At least two Orange County cities have publicly raised the idea of requiring large grocery stores in their areas to give their workers hazard pay for risking their lives during the Coronavirus pandemic.
But these cities have yet to take action, amid legal fallout over a similar hazard pay mandate adopted by Long Beach officials, which has prompted some stores in that city to close and lay off workers.
Santa Ana officials broke ground in Orange County last month as the first city to publicly discuss a mandatory grocery and pharmacy worker hazard pay ordinance.
About a month went by and Santa Ana officials still had yet to see something actionable on their plates.
Yet on Monday, just after Voice of OC called council members about the issue, a late evening announcement came out about a “special meeting” on the topic being scheduled for later today.
To see the meeting schedule and for instructions on how to view it live, click here.
For a moment, Costa Mesa officials appeared to have been mulling over the same thing, initially scheduling a discussion about a mandatory hazard pay ordinance for tonight’s City Council meeting. Yet that discussion has been canceled.

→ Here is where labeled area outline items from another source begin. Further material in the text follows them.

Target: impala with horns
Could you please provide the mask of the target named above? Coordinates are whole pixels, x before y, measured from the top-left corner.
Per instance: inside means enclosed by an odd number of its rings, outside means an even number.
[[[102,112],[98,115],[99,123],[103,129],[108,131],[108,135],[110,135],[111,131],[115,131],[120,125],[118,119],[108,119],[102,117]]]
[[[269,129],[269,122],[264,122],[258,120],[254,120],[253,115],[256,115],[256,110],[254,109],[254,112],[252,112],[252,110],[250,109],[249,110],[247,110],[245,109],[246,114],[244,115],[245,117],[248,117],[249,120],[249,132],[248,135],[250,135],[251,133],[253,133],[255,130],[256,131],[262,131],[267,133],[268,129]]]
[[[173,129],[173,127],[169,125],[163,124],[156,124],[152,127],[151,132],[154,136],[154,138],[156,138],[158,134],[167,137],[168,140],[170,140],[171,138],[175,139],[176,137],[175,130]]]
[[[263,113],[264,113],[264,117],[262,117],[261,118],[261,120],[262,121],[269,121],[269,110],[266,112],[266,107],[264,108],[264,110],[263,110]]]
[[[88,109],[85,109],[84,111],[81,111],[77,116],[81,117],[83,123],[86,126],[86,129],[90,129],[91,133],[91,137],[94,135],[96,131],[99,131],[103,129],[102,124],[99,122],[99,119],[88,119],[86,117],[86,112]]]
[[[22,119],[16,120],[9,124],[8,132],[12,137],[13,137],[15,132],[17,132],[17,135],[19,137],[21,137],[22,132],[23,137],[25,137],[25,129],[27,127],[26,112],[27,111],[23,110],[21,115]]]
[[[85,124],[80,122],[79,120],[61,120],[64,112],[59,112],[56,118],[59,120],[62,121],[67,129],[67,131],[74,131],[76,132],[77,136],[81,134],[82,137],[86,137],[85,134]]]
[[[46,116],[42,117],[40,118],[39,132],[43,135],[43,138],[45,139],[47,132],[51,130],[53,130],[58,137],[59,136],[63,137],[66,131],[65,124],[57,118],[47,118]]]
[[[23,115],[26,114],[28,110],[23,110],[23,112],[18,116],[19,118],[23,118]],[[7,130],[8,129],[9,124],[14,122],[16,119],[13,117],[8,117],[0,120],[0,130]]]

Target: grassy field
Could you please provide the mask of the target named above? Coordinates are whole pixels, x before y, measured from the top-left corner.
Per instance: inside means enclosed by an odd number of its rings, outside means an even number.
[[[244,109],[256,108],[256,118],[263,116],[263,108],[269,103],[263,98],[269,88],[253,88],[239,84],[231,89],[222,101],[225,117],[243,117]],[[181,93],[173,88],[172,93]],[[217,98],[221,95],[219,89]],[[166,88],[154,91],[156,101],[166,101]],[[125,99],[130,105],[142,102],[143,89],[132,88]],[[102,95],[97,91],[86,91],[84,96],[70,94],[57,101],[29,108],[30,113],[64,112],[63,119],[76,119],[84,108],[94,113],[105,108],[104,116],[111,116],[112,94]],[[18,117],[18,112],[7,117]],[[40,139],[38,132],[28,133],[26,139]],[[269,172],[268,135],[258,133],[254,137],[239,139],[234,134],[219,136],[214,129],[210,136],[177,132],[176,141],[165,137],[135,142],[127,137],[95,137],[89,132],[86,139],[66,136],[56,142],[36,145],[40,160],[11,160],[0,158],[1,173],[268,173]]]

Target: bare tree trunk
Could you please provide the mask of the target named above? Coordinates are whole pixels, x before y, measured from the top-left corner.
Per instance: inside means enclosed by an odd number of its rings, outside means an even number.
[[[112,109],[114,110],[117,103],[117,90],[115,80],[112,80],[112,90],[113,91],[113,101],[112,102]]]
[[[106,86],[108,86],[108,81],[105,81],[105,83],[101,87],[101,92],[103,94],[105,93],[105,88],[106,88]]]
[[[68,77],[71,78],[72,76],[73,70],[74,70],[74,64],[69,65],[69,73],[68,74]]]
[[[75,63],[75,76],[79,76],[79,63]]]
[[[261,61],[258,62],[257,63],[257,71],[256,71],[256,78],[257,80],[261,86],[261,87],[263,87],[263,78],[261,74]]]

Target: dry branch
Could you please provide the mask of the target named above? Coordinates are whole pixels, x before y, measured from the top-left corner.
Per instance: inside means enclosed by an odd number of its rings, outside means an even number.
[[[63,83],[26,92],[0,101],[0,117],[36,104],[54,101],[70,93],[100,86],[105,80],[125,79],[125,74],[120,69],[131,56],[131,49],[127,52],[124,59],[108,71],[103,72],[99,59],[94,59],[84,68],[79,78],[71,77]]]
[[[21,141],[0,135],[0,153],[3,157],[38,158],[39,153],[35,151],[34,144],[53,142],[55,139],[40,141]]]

Like in Santa Ana, one idea was to require local large grocery stores to pay workers an extra $4 per hour over their existing hourly pay for 120 days.
But officials later amended their agenda for today’s meeting, removing the topic from the council’s discussion line-up before the weekend.
Asked why the discussion was canceled, Mayor Katrina Foley told Voice of OC that staff needed to do more research on what a possible hazard pay ordinance could look like.
“We want to have things like some sample ordinances, examples of what other cities have done, a survey and a cost analysis,” she said in a Monday phone interview, “so that we can come back to the council with a more thorough report.”
Costa Mesa joins Santa Ana in at least entertaining the idea, with Santa Ana officials earlier this month directing city staff to come back to the council with an ordinance and more information about what they could do.
Officials there seemed largely in agreement with a law requiring the same type of pay raise put forward by Costa Mesa but possibly for a longer period of time, and also applying it to pharmacy store workers.
Santa Ana Councilwoman Thai Viet Phan, who first brought the idea forward last month, told Voice of OC that city staff has had to comb through the myriad of ideas and suggestions council members gave around the implementation and design of a hazard pay policy.
She also pointed to the recent federal lawsuit resulting from one such policy adopted in Long Beach — a city where officials’ actions largely inspired the Santa Ana discussions — as further complicating the matter.
One day after Long Beach officials adopted their hazard pay mandate ordinance in January, the California Grocers Association representing grocery chains and stores filed a lawsuit against the city in federal court.
On top of that, the Kroger Company — which operates grocery chains like Ralphs and Food 4 Less — announced the closure of some of its stores in Long Beach following the Long Beach City Council’s vote.
“This misguided action by the Long Beach City Council oversteps the traditional bargaining process and applies to some, but not all, grocery workers in the city,” said the company in a statement.
Labor organizers from the United Food and Commercial Workers union, in turn, have called the closures an attempt to intimidate essential workers from standing up to the grocery chains.
In both Santa Ana and Costa Mesa, officials reason that the pandemic has shone a light on the importance of many service industry workers — and has redefined across many levels of society what it means to be “essential.”
The pandemic has “forced us all to realize who is really valuable … Janitors in hospitals. People who are stocking shelves at grocery stores at their own perils,” said Santa Ana Mayor Vicente Sarmiento at a Jan. 13 special meeting where he and his colleagues explored the issue.
Officials point out that the risk of workers being exposed to Covid-19 increases dramatically in grocery stores and pharmacies, as more people funnel into such places of business at a time where public health measures have limited outdoor, public interactions and gatherings at places like restaurants.
Costa Mesa city staff, ahead of the Tuesday meeting, note in a report that a number of grocery companies initially granted workers such Coronavirus-related pay raises, but it was temporary.
“The impacts of the pandemic subsided in June, resulting in many retail companies ending their temporary wage increase,” staff wrote in the report, “and they have yet to make the commitment to reinstate it.”
The pandemic has killed more than 3,100 people in Orange County as of Monday, including 85 people in Costa Mesa and 545 people in Santa Ana.